もう1つのOCRの変革はスマホのカメラから来た

 iPhoneの高解像度のカメラで撮影した写真は、そのままOCRにも利用できる解像度なので、撮影した写真を紙に印刷しなくても、レティナ・ディスプレイに表示すれば、Scanアプリを使って画面からOCRすることも可能です。

 それならいっそクラウドなどを使わずに、iPhoneなどの[カメラ]アプリなどを使って撮影した文字の写った画像から直接OCR処理を行なったらどうだろうと考えるOCRアプリも登場してきました。OCRによるドキュメント管理をいつまでも大きなシステムとしてとらえていては、この発想はなかったように思います。
 私にそれを気づかせてくれたのは「OCR」というそのまんまの名前の無料のアプリでした。文書を撮影した画像をOCR処理してクリップボード経由でテキストを取り込むというシンプルな仕組みでしたが、思いの外に認識率が高く、思わず唸ってしまいました。結局はOCRは認識率なのです(この「OCR」は最近ではプロ版に代わり、広告を非表示にして有料アプリになりました)。
 このアプリと同じ手法を採ったのが、一太郎やATOKのジャストシステムが発表した「一太郎Pad」というテキストエディタです。カメラや[写真]アプリから取り込んだ画像をOCR処理して、文字入力ができます。

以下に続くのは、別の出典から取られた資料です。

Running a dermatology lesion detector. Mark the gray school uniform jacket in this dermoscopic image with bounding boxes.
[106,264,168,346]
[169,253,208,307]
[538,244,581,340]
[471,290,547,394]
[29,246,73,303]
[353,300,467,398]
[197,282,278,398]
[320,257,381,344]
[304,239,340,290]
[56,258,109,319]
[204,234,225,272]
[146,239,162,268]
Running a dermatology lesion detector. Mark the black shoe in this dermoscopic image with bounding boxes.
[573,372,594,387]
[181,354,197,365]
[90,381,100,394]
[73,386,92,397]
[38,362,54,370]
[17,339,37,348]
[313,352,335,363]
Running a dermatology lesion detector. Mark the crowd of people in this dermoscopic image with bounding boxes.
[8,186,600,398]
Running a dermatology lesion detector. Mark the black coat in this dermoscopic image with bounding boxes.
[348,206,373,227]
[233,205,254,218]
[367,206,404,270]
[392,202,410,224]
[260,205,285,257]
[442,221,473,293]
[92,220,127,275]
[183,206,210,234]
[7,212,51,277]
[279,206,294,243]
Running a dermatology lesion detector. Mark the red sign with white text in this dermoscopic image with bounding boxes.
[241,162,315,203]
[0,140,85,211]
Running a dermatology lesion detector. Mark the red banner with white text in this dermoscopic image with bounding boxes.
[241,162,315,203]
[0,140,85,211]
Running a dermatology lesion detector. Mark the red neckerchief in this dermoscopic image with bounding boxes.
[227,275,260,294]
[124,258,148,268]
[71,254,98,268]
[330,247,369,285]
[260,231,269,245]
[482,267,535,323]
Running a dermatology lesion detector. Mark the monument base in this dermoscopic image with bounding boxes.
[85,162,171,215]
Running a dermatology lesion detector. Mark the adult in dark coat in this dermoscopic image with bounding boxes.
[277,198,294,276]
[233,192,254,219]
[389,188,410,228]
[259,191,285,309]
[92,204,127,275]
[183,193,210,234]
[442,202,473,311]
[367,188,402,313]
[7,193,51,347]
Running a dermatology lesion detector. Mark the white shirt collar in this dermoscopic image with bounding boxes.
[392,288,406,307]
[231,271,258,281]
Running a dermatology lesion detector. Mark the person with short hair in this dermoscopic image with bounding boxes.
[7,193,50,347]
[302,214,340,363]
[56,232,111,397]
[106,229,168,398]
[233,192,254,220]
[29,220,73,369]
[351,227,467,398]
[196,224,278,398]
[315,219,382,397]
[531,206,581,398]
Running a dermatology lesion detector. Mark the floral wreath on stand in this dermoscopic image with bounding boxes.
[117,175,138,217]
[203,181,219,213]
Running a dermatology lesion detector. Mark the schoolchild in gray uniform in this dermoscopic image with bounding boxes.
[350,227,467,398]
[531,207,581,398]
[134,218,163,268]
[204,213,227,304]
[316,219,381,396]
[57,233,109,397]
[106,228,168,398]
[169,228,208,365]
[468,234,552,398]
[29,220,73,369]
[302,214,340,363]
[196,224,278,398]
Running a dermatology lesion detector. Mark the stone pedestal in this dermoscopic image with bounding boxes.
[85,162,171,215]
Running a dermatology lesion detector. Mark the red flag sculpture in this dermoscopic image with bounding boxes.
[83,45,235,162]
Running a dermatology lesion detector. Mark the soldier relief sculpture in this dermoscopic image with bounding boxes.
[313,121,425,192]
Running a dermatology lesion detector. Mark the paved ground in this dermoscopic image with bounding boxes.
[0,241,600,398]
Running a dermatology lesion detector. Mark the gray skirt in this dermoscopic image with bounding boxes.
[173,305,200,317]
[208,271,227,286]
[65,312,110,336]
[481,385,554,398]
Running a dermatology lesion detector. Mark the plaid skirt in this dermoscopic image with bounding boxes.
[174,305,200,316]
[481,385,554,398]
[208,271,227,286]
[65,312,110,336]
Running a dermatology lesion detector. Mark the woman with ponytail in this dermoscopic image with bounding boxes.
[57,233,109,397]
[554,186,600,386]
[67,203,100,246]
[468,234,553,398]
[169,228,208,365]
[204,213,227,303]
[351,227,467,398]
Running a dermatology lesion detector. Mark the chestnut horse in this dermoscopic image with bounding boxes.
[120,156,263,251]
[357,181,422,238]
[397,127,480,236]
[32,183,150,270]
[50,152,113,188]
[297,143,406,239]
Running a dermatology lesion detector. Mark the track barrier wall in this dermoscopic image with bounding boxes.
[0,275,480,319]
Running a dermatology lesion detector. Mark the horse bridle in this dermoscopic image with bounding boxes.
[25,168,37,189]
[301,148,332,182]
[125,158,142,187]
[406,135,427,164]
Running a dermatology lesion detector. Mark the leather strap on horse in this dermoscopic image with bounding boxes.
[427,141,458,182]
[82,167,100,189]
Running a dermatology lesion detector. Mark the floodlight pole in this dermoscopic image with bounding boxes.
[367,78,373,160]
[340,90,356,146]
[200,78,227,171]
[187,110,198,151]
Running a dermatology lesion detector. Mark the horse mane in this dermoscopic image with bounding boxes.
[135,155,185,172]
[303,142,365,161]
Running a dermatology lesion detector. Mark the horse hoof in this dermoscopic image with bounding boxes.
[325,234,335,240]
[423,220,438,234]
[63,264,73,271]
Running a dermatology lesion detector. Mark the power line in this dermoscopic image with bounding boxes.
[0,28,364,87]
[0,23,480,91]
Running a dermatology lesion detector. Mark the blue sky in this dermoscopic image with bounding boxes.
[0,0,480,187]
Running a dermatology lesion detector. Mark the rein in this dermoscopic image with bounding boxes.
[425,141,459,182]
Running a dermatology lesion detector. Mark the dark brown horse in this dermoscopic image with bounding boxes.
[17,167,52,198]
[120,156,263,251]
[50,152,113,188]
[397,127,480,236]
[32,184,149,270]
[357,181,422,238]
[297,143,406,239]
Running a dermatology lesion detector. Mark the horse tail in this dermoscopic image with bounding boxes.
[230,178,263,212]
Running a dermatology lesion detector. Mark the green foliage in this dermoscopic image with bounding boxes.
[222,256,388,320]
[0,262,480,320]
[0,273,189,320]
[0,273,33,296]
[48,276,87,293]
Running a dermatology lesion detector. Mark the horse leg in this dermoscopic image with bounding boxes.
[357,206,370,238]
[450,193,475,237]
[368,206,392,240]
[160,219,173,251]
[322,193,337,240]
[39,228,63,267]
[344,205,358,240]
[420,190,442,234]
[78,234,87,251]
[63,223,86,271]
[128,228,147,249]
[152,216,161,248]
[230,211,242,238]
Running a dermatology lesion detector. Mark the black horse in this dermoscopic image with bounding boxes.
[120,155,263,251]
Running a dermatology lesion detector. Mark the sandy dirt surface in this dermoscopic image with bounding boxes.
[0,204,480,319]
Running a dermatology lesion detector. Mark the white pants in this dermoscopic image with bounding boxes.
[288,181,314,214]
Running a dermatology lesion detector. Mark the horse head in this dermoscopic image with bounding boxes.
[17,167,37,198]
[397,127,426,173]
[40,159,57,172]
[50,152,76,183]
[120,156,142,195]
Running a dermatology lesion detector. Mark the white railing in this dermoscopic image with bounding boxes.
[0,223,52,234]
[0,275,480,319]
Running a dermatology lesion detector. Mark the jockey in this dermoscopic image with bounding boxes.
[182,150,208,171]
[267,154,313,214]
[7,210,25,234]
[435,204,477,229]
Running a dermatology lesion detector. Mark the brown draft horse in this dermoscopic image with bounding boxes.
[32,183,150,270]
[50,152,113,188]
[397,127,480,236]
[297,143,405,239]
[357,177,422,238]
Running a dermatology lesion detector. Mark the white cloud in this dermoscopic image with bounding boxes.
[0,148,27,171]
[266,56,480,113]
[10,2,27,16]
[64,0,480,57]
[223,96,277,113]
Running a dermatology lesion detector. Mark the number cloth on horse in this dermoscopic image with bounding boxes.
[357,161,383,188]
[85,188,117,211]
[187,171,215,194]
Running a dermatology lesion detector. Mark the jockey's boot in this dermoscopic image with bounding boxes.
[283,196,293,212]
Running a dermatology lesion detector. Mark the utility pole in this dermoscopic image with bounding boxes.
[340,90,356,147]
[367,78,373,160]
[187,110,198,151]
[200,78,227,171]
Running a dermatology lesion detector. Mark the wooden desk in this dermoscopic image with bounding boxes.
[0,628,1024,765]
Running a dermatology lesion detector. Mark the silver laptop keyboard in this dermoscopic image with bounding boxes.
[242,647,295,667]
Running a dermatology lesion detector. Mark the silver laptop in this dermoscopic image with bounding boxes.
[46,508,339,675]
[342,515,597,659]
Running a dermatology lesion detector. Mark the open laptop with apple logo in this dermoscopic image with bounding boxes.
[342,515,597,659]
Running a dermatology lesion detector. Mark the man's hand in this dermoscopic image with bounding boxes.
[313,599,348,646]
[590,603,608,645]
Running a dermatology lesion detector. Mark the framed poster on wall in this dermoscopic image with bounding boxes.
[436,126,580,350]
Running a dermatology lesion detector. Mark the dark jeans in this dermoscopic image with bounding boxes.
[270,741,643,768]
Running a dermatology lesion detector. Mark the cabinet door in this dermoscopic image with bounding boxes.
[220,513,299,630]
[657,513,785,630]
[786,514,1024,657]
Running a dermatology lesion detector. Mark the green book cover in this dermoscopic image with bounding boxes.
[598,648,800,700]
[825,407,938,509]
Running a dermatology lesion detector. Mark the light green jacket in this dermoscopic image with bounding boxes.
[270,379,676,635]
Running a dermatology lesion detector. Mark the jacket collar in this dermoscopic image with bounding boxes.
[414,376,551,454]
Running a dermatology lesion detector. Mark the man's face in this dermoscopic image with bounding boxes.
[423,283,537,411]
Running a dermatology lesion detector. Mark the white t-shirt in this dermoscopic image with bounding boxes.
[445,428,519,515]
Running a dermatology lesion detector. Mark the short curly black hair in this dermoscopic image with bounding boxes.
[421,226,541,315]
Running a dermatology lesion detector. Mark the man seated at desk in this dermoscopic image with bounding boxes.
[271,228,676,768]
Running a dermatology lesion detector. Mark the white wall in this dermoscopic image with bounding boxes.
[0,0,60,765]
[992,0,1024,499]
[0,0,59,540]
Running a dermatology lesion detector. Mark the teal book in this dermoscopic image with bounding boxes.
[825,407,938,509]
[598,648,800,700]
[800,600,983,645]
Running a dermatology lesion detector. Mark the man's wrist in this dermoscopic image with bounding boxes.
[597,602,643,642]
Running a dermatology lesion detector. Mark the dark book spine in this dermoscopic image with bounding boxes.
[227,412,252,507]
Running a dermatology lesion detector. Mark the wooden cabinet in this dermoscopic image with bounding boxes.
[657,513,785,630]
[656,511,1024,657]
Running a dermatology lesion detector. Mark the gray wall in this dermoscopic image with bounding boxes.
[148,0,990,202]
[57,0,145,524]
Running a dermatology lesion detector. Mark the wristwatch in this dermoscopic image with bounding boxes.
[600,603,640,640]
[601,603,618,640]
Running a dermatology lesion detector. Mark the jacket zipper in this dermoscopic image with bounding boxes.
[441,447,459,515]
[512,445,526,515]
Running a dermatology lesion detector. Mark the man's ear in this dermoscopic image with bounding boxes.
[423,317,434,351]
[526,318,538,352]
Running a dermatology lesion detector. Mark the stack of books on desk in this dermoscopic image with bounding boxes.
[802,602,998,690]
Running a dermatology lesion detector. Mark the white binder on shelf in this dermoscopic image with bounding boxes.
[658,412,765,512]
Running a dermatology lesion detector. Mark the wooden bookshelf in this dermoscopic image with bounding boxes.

カメラで撮影して文字入力する新世代テキストエディタ一太郎Pad

 Macの画面を撮影して一太郎Pad のこの変換率はなかなか。

 これらのアプリでは、とりあえず撮影だけしておけば、必要な時にOCR処理ができます。実は、OCR処理は認識率100%ということはあり得ないので校正が必須な作業です。
 このため、クラウドでPDFファイル毎一気にOCRするよりも、必要なテキストをスクーンショットから必要なところだけいちいちOCRで認識させるのは、手間が掛かるようで実は実用性が高いと思います。
 ということで、無料ということもあり、最近は「一太郎Pad」というテキストエディタを常用しています。不満といえば入力したテキストを「共有」できる先が案外限られているところです。
 もといテキストエディタのデータをそのまま渡せるPDF編集アプリは #Notability くらいしかないので、今は文字入力用のテキストエディタとして一太郎Padを重宝しています。